Poll: Two-thirds of Britons favor legalizing assisted suicide ahead of possible law change

Euthanasia pills Credit nito Shutterstock CNA nito/Shutterstock.

A majority of Great Britons are in favor of making assisted suicide legal, a figure that comes as British political leaders are debating whether or not to move toward legalizing the practice throughout the Commonwealth.

The poll results come from the U.K. polling firm Ipsos, which queried British adults in July. Poll respondents were asked if they believed “it should be legal for a doctor to assist a patient aged 18 and over in ending their life by prescribing life-ending medication that the patient can take themselves if certain conditions are met.”

Sixty-eight percent of respondents said “yes.” Just 17% of respondents said “no,” while 18% were unsure.

The poll results, first reported by the Guardian, are roughly equivalent to a similar poll the firm administered last year in which British adults were asked if it should “be legal for a doctor to assist a terminally ill patient in ending their life by prescribing life-ending medication.” Sixty-nine percent of respondents said yes.

The steady figures come as the British Parliament considers the possible legalization of assisted suicide as activists push for the law change and critics warn against making doctor-assisted killing legal.

The U.K. Parliament has throughout 2023 been holding an “inquiry into assisted dying/assisted suicide,” one in which ministers have been exploring the possibility of legalizing what the governing body calls “the involvement of health care professionals in the provision of lethal drugs intended to end a patient’s life at their voluntary request.”

Members of Parliament (MPs) held several hearings from May through July in which a variety of experts and academics offered insight into suicide legalization. At present, under U.K. law, assisted suicide can be treated as either murder or manslaughter, depending on the circumstances.

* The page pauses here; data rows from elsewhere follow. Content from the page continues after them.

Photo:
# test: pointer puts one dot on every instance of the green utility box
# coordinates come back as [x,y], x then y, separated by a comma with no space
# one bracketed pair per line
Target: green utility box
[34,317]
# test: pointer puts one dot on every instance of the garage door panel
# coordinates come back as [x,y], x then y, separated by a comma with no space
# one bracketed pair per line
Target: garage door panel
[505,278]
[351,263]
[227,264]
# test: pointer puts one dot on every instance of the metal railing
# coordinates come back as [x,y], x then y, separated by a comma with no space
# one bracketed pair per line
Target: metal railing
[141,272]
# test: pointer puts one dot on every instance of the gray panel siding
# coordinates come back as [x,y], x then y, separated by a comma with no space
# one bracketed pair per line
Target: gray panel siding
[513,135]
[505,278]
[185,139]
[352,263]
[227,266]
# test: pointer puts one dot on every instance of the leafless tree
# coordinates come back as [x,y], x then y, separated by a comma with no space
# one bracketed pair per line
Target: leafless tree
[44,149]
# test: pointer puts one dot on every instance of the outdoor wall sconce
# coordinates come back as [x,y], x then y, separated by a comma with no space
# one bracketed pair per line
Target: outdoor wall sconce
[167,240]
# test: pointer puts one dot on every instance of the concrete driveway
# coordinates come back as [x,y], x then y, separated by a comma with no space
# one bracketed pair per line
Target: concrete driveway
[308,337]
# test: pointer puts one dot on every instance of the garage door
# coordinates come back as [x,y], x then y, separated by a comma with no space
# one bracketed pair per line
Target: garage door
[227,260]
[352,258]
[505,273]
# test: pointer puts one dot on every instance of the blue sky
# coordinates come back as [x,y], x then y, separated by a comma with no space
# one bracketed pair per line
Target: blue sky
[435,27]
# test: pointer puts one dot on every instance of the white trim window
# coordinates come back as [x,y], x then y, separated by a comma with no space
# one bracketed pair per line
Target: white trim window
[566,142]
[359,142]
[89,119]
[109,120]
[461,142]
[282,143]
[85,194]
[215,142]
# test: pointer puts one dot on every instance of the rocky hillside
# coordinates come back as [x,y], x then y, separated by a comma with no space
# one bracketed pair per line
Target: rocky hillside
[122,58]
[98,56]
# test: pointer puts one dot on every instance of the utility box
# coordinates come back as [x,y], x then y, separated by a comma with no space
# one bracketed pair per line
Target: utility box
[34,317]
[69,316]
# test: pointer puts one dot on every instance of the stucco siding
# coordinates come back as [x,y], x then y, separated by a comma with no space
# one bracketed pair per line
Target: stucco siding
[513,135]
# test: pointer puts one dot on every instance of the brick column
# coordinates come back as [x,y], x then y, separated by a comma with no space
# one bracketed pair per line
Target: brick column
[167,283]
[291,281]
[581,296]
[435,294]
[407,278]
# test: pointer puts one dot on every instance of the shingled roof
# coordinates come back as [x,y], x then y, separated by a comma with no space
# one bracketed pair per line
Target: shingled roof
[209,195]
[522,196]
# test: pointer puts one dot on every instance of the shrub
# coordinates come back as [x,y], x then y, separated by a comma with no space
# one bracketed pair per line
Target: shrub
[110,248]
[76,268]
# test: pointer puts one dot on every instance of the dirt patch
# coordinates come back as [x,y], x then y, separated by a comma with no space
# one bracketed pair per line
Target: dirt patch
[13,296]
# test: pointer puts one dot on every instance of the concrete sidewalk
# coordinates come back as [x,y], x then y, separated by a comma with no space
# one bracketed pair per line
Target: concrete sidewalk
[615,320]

British politicians overwhelmingly rejected an attempt at assisted suicide legalization in 2015. A YouGov poll in 2021 found that only 35% of MPs supported changing British law to allow doctors to “assist in the suicide of someone suffering from a terminal illness.”

Assisted suicide and euthanasia have been topics of debate in Europe and the U.S. for years.

The practice is legal in several European countries including Germany and Spain, while several other countries are debating it.

The Catholic Church has pronounced definitively against assisted dying, with the Congregation for the Doctrine of Faith declaring in 2020 that euthanasia is a “crime against human life” and an “intrinsically evil act, in every situation or circumstance.”

In some countries, the status of the procedure appears to be in flux. A British man in July was found not guilty in a Cyprian court over smothering his terminally ill wife with a pillow after she begged for help in dying, even though assisted suicide is illegal there.

The court found that 75-year-old David Hunter committed manslaughter, not murder, when he “spontaneously” killed his wife as she suffered from blood cancer.

Several years ago, meanwhile, Irish citizen Gail O’Rorke was found not guilty of helping her friend commit suicide after the two were caught attempting to travel to a Swedish clinic to assist the latter in killing herself. Ireland is also currently debating the legalization of assisted suicide.